Vangelo di Luca 22, 31-38
Contenuto

"«Simone, Simone, ecco, Satana ha chiesto di vagliarvi come si vaglia il grano; ma io ho pregato per te, affinché la tua fede non venga meno; e tu, quando sarai convertito, fortifica i tuoi fratelli». Pietro gli disse: «Signore, sono pronto ad andare con te in prigione e alla morte». E Gesù: «Pietro, io ti dico che oggi il gallo non canterà, prima che tu abbia negato tre volte di conoscermi».

Poi disse loro: «Quando vi mandai senza borsa, senza sacca da viaggio e senza calzari, vi è forse mancato qualcosa?» Essi risposero: «Niente». Ed egli disse loro: «Ma ora, chi ha una borsa, la prenda; così pure una sacca; e chi non ha spada, venda il mantello e ne compri una. Perché io vi dico che in me dev'essere adempiuto ciò che è scritto: "Egli è stato contato tra i malfattori". Infatti, le cose che si riferiscono a me, stanno per compiersi». Ed essi dissero: «Signore, ecco qui due spade!» Ma egli disse loro: «Basta!»"

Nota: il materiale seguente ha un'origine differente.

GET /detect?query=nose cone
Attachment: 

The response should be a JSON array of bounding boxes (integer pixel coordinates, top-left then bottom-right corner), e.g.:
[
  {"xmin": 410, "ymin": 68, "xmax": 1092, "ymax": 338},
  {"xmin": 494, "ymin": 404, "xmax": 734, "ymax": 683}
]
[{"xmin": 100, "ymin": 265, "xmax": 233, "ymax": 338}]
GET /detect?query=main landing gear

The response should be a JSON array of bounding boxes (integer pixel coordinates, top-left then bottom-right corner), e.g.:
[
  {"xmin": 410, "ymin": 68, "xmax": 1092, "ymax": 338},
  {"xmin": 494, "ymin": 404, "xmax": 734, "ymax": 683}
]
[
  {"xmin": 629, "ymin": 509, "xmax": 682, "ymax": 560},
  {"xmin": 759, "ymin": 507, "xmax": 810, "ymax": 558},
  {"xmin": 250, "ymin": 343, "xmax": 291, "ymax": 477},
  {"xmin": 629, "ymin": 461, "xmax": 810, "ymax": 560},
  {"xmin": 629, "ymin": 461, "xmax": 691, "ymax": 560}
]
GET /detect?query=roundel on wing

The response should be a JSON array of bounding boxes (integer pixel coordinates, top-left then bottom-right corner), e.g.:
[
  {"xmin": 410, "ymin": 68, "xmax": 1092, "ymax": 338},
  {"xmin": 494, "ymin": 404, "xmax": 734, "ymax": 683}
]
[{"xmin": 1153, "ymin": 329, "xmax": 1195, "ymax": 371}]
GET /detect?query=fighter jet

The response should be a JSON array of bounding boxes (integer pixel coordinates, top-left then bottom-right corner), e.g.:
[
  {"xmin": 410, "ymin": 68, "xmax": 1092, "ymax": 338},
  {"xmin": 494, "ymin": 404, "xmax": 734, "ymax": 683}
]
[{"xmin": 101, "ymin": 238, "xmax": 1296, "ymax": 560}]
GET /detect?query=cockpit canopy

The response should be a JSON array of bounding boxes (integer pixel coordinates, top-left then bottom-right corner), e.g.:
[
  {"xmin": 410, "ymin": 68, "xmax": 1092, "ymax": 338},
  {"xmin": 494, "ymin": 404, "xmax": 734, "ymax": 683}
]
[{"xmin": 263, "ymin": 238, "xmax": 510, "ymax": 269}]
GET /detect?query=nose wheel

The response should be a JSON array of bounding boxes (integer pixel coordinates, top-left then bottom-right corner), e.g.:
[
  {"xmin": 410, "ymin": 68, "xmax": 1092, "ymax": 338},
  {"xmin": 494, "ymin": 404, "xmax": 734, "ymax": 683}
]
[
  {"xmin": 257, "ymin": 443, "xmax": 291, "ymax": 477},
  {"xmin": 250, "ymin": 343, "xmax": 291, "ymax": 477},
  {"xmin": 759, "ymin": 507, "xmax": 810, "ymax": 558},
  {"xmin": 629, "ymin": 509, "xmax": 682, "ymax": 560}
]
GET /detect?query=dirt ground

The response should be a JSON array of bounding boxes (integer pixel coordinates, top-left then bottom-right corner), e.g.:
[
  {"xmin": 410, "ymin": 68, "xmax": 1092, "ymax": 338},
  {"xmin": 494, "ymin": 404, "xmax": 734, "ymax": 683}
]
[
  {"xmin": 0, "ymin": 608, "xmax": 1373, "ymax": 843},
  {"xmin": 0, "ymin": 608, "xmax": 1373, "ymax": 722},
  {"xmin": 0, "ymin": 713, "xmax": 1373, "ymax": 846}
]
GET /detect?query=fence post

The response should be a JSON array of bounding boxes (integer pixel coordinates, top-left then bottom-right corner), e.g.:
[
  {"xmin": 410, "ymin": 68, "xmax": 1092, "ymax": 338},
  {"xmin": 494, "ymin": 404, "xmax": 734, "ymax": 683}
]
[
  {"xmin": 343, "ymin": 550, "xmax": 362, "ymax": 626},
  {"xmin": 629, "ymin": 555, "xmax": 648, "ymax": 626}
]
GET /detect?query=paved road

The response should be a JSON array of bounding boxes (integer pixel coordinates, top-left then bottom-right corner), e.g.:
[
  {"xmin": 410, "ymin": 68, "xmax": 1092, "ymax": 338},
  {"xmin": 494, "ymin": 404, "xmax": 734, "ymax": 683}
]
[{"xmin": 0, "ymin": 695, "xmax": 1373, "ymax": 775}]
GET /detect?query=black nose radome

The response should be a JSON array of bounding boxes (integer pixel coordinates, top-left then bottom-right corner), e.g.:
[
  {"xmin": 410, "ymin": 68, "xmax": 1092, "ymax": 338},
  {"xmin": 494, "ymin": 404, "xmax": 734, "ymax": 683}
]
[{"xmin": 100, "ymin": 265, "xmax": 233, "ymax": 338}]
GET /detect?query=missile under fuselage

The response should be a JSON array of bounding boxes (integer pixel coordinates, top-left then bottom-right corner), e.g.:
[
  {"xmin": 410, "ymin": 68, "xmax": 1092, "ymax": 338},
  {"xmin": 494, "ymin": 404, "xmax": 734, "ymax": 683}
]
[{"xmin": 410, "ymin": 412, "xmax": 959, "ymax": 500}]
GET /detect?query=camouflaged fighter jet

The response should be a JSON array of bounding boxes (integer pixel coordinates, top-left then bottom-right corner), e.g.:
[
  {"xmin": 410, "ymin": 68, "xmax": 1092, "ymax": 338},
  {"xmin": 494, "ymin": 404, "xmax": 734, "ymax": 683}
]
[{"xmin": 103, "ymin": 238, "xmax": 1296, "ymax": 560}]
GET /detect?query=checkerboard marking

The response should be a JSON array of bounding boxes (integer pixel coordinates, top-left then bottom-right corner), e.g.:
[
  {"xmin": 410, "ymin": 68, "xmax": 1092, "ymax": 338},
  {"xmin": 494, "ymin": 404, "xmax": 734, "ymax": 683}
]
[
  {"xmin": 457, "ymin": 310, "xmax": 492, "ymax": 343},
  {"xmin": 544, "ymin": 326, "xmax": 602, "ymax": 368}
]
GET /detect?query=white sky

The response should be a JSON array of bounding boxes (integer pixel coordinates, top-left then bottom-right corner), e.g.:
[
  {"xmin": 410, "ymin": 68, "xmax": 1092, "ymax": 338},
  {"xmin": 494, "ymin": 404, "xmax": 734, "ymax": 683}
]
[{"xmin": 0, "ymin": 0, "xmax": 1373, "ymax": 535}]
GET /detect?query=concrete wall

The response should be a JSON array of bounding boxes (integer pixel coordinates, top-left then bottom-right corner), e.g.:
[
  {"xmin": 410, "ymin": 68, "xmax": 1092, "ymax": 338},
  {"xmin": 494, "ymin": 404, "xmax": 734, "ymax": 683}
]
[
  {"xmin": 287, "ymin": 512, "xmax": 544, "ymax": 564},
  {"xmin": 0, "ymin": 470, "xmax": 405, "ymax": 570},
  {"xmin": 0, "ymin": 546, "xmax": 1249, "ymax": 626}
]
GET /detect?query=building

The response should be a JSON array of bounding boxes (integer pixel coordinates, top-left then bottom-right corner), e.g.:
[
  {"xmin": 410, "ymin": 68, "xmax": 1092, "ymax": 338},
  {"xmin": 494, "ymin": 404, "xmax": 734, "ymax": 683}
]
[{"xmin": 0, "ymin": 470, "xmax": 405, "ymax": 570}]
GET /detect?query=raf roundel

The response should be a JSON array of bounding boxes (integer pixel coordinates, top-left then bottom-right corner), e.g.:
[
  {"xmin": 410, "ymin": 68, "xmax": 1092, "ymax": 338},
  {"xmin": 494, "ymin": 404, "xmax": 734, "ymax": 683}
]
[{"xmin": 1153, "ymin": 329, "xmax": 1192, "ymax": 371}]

Predicazione tenuta domenica 31 gennaio 2021

Testo della predicazione: Vangelo di Luca 22, 31-38

Predicatore: pastore Emanuele Fiume

Per la versione audio della predicazione, clicca qui

Non ci esporre alla tentazione. La situazione comincia a precipitare. Prende velocità. Quello che appare sicuro ora, tra mezz’ora può essere completamente smentito dai fatti. Le cose che si riferiscono a Gesù, stanno per compiersi, in mezzo alla piena confusione degli uomini. Si avvicina la tentazione, che i discepoli non riconoscono. Proprio perché non la conosciamo, non sappiamo da dove e quando si presenta, la tentazione è tanto pericolosa che solo Dio ci può difendere (“Non ci esporre alla tentazione”), perché ci coglie impreparati e disarmati, ci fa mancare il terreno sotto i piedi, ci fa sembrare che tutto crolli più velocemente di quanto riusciamo a comprendere e a reagire. Perdiamo il contatto con la realtà. Restiamo stravolti. Pietro tradirà; i discepoli non capiscono una delle ultime parole di Gesù prima del suo arresto.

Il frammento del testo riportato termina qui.